(Revue CoÉvolution. No 12. Printemps 1983)
Eva Reich (1924–2008) est la fille de Wilhelm Reich. Pédiatre et généraliste, elle était devenue en quelque sorte « médecin sans frontières » et a parcouru le monde pour faire des conférences, montrer des films sur l’accouchement non-violent dans les hôpitaux et enseigner le massage des bébés et les techniques de préparation des femmes enceintes.
Mon travail concerne la préparation prénatale et plus particulièrement l’application de la bioénergie douce à la femme enceinte et à l’accouchement. Je l’ai mise en pratique bien avant que quiconque fasse de la végétothérapie.
Durant leur grossesse beaucoup de femmes ont des problèmes — quelqu’un de malade à la maison, le mari a perdu son travail, ou il l’a quittée, ou elle s’inquiète de la tenue de sa maison, qui n’est jamais absolument parfaite —, face auxquels leurs réactions peuvent être très variées et surprenantes. Il est nécessaire d’y travailler dessus avant l’accouchement, de découvrir qui sera psychotique ou qui va s’effondrer, avant que cela se produise. En général je peux dire, avant, à qui ça risque d’arriver, d’où l’importance de la thérapie préventive contre les psychoses.
Un travail psychologique considérable peut être effectué à l’occasion des examens prénatals. Ceux-ci durent une heure environ et ont lieu en général neuf à dix fois au cours de la grossesse : une fois par mois au début, puis deux fois le huitième mois et une fois par semaine ensuite.

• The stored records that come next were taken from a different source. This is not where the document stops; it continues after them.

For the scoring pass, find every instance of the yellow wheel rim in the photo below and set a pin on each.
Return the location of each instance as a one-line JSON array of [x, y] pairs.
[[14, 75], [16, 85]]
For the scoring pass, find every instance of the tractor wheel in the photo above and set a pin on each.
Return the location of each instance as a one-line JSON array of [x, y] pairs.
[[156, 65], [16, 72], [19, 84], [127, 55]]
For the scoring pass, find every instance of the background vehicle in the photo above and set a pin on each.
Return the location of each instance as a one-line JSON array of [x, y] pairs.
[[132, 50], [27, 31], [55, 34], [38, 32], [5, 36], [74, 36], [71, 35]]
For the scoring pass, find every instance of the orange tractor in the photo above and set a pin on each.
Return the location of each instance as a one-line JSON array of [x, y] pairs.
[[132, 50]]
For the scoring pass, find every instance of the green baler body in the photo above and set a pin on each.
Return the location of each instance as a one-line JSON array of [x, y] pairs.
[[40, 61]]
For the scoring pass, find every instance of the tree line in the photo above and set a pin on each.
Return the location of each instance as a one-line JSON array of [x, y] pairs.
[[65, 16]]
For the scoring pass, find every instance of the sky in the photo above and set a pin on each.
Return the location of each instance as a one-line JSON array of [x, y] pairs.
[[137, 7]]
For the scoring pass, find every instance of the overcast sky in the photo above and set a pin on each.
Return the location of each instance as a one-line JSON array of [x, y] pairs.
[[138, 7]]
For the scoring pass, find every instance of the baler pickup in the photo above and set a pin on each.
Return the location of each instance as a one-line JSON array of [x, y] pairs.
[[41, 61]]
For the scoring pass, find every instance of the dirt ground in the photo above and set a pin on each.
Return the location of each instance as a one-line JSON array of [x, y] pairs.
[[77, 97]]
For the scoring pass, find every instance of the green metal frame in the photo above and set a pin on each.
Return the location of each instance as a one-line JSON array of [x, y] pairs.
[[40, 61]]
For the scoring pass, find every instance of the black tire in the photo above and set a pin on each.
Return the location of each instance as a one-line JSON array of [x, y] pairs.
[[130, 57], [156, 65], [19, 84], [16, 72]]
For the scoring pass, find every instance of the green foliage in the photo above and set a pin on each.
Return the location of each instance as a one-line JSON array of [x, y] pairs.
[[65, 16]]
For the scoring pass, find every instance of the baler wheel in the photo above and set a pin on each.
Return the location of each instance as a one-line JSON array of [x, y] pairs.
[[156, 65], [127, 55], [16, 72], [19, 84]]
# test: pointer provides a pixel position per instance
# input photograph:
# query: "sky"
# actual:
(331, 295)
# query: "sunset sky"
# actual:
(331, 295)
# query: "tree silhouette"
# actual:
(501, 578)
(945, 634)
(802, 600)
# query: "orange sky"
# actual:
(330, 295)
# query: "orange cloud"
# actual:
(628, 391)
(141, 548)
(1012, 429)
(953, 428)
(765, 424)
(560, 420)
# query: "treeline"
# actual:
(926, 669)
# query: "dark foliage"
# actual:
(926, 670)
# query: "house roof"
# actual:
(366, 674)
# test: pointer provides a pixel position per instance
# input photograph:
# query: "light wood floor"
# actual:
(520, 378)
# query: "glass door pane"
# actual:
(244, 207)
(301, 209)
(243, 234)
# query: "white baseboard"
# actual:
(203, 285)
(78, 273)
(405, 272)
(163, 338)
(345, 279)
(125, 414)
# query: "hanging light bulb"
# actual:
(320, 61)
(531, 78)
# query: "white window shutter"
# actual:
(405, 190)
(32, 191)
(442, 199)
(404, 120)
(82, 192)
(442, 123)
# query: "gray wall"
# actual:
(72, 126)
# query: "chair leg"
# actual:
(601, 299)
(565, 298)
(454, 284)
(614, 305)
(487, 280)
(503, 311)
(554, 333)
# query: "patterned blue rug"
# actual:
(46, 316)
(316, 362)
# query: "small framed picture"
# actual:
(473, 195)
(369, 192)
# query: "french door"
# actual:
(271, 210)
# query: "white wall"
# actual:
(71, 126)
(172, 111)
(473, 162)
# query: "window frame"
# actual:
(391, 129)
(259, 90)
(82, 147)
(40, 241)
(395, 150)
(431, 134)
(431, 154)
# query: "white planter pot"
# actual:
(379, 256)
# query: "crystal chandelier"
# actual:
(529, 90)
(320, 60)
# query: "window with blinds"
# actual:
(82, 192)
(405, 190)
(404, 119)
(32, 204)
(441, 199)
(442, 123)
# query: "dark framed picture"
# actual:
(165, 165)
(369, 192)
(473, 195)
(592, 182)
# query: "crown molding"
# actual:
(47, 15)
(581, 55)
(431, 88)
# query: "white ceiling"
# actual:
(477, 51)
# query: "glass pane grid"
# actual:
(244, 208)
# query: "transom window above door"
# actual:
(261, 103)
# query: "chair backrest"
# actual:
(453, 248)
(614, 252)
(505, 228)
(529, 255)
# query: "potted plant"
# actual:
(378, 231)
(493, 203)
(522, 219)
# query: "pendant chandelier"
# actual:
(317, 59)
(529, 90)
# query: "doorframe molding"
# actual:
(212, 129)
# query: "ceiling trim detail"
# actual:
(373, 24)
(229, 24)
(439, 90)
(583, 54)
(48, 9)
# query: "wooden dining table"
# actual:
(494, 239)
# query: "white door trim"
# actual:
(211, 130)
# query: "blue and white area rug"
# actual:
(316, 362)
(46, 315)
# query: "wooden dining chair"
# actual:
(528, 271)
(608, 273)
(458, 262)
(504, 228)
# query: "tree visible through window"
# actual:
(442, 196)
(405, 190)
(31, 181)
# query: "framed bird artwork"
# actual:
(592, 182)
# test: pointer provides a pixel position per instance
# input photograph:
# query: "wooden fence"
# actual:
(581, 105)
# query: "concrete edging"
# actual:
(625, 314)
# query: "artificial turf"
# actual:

Dans ma pratique de médecin, je commençais par les examens physiques habituels, y compris comment la femme se sentait dans tous les domaines, ainsi que la localisation du bébé, et j’incluais la préparation par la bio-énergie dans cette heure de consultation.
Ma première découverte fut celle de l’étonnante facilité du travail psychothérapeutique avec la femme enceinte. Elle est très ouverte, le bébé lui chauffe l’utérus, ce qui augmente son niveau d’énergie et la rend malléable. Ses barrières se relâchent, elle pleure plus facilement, elle se retient beaucoup moins, ne cherche pas à afficher son masque de sérénité habituel. Physiquement ses articulations, ses tissus se relâchent également. C’est une période très délicate de la vie, les problèmes remontent facilement à la surface. L’affaiblissement des tensions et de la rigidité font que le travail psychothérapeutique peut améliorer considérablement son état en peu de temps. La provocation, le stimulus nécessaires pour la thérapie est minime, et la séance n’a pas besoin de durer très longtemps. Je ne suis pas tout à fait d’accord avec ces séances marathon de végétothérapie où les femmes doivent rester allongées sur le dos et respirer très fort pendant deux heures : c’est trop long.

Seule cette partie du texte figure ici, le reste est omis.